Lansing — The number of reported COVID-19 deaths in Michigan spiked by 75 on Tuesday, the largest increase in coronavirus deaths here in a 24-hour period yet.

The previous high was set the day before when the state reported 52 new deaths.

Michigan now has 7,615 confirmed coronavirus cases overall — up 1,117 from Monday — and 259 total deaths, according to numbers from the Department of Health and Human Services on Tuesday.

In three days, the number of deaths in the state has more than doubled.
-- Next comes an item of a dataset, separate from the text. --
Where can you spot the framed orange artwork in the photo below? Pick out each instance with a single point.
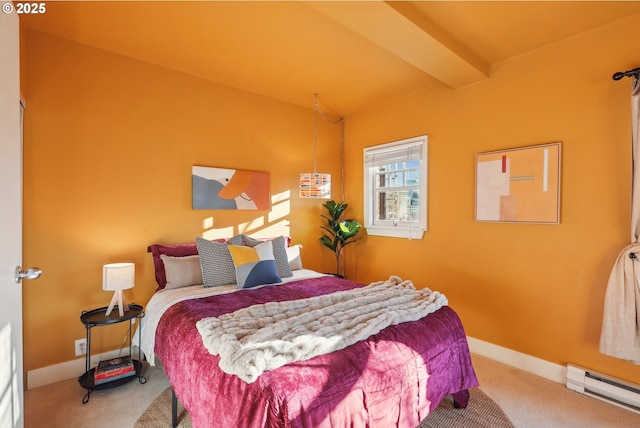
(229, 189)
(520, 185)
As of one week ago, the state had reported 24 deaths.

Coronavirus virus testing at the North entrance of Beaumont hospital in Royal Oak, Michigan on March 31, 2020.

The newly disclosed deaths were heavily concentrated in Metro Detroit. Of the 75 newly reported deaths, 70 of them, 93%, were in Macomb, Oakland and Wayne counties.
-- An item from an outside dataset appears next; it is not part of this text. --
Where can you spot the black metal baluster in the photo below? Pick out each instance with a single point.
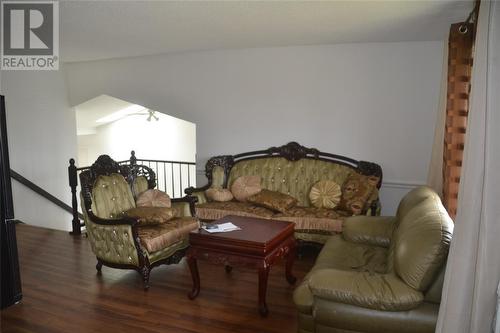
(180, 178)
Overall, 81% of the state's COVID-19 cases are in the those three counties, according to the new state data.

Dr. Joneigh Khaldun, the state's chief medical executive, predicted Monday that the number of cases in Michigan wouldn't peak for "several weeks." The state, she said, was still in the "early stages" of the virus's impact.

"We know our hospitals are going to need more beds," Khaldun said. "We’re going to need thousands more ventilators. And a lot of people are going to get sick."

Michigan continued to rank fourth among all U.S. states for the number of confirmed COVID-19 cases as of Tuesday afternoon, according to the Johns Hopkins University & Medicine Coronavirus Resource Center. Michigan was behind New York, New Jersey and California.

Wayne County continued to rank among the top 10 counties nationally for cases, according to the tracking. As of Tuesday, the county, which has about 17% of the state's population, had 49% of the COVID-19 cases.

Dr. Anthony Fauci, director of the National Institute of Allergy and Infectious Diseases, flagged Detroit on Monday as one of the cities that federal officials are concerned about.

"Detroit is starting to show some signs that they're going to take off," Fauci said during an appearance on "Good Morning America."

The Detroit Health Department reported nearly two dozen more COVID-19 deaths on Tuesday, pushing its total number of deaths to 73 and 2,086 confirmed cases. But the state health department reported 75 cumulative deaths and 2,080 confirmed cases of the virus.

Under the latest data from the state, 67 of Michigan's 83 counties now have at least one case. The new counties are Arenac, Branch, Chippewa, Oscoda and Schoolcraft.

The Michigan Department of Health and Human Services reported Tuesday that at least 24,943 specimen have been tested for COVID-19 statewide, but the number doesn't reflect all of the testing that's happened here. Of those tests, 5,861 were positive.